Dès la fin des années 1940, Bucherer cesse d’apposer sa signature sur le cadran des montres revendues et cette double signature mythique disparaît. En revanche, le revendeur se spécialise sur la distribution de pièces Rolex particulièrement exclusives. Un modèle OysterQuartz Day-Date, monté sur un rare bracelet « Pyramide » présenté en vente il y a quelques années, illustre à merveille cette tendance (Phillips, vente 28 novembre 2017, lot 896).

Prince Brancard
Chronographe ref. 2538
Day-Date ref. 19028

UNE NOUVELLE STRATÉGIE ? 

Quelle est l’ambition de Rolex avec le rachat de Bucherer ? C’est clairement l’une des questions les plus brûlantes du moment.

La société Rolex, chercherait-elle à prendre la main sur le marché de la distribution ? C’est l’ambition que certains ont cru deviner. Le risque majeur serait alors que Rolex revoit sa distribution et redirige en priorité ses filières d’approvisionnement en faveur de Bucherer. Le risque pour les autres AD Rolex serait alors de ne plus être en mesure de proposer l’offre Rolex / Tudor habituelle, mais une offre plus réduite, qui impacterait alors significativement le chiffre d’affaires des points de vente.

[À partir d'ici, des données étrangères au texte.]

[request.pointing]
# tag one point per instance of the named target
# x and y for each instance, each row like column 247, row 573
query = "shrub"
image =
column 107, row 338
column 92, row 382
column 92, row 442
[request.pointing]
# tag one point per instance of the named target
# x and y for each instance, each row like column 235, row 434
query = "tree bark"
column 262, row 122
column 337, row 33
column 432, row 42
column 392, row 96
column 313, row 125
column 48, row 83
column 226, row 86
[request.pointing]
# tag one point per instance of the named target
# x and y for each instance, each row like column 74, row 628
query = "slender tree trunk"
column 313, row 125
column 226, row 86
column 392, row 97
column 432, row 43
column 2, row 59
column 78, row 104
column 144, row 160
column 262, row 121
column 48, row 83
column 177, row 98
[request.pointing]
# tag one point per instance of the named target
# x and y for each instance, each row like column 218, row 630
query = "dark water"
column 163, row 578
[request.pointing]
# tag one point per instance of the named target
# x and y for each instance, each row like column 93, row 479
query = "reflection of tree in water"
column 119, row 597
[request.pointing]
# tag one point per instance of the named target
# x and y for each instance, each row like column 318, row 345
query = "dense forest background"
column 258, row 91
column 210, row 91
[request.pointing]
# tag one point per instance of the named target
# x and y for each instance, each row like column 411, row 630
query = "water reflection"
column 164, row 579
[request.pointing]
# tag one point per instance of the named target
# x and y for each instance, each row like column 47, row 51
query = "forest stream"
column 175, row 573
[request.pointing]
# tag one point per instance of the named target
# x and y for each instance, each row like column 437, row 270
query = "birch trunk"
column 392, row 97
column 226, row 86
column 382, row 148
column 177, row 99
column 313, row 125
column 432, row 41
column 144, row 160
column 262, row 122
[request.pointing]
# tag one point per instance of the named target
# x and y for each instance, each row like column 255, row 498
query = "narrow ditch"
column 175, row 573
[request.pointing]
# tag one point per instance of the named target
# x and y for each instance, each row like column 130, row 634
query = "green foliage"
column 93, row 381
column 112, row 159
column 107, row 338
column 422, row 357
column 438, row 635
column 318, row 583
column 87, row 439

D’ailleurs, le distributeur Watches of Switzerland, concurrent direct de Bucherer, a été directement impacté par l’annonce faite le 25 août dernier. Fondé à Londres en 1924, ce revendeur historique génère environ 55 % de ses bénéfices grâce à la vente de montres Rolex et Tudor. En quelques heures, Watches of Switzerland a enregistré une chute de 22,5 % à la bourse de Londres, signe que les investisseurs ont considéré le rachat de Bucherer par Rolex comme une menace pour les autres distributeurs star.

Mais pour certains experts du marché, l’analyse est différente. Marco Gabella, éditeur du média en ligne Watchonista, confirme qu’il n’y a pas de « tremblement de terre » à prévoir. La preuve la plus parlante est la fidélité hors pair de Rolex à ses détaillants. Il faut souligner que Rolex est l’une des très rares marques à ne pas pratiquer la vente en ligne via son site internet, la vente en boutique étant l’unique moyen de faire l’acquisition d’une montre Rolex, c’est un avantage précieux pour les revendeurs agrées. Il est donc peu probable de Rolex change sa manière de redistribuer ses montres.

Ce rachat serait en revanche motivé par la volonté de Rolex de protéger sa position privilégiée sur le marché. Aujourd’hui, la marque à la couronne détient à elle seule près de 30% du marché de l’horlogerie. Et à ce jour, Bucherer, son principal partenaire, est une entreprise familiale dirigée par la 3e génération. Or, pour l’instant, aucun héritier n’a manifesté son désir de reprendre les rênes de cet empire colossal. De toute évidence, la vente de Bucherer se profilait dans les prochaines années.

Pour Marco Gabella, c’est précisément ici que la stratégie se joue : en rachetant Bucherer aujourd’hui, Rolex évite le risque que « cette entité passe dans des mains étrangères ou malveillantes » plus tard. Le rachat de Bucherer par Rolex s’imposait inévitablement. Cette stratégie reste comparable à celle développée en 1931 par le cadranier Stern. Lorsque Patek Philippe, son plus gros client, connaît d’importantes difficultés et frôle la faillite, la famille Stern a fait le choix de racheter son client le plus précieux pour ne pas prendre le risque de perdre un marché qui lui était vital.

Cette parallèle permet de mettre en avant qu’aussi bien dans la vie que dans l’horlogerie, l’union fait la force.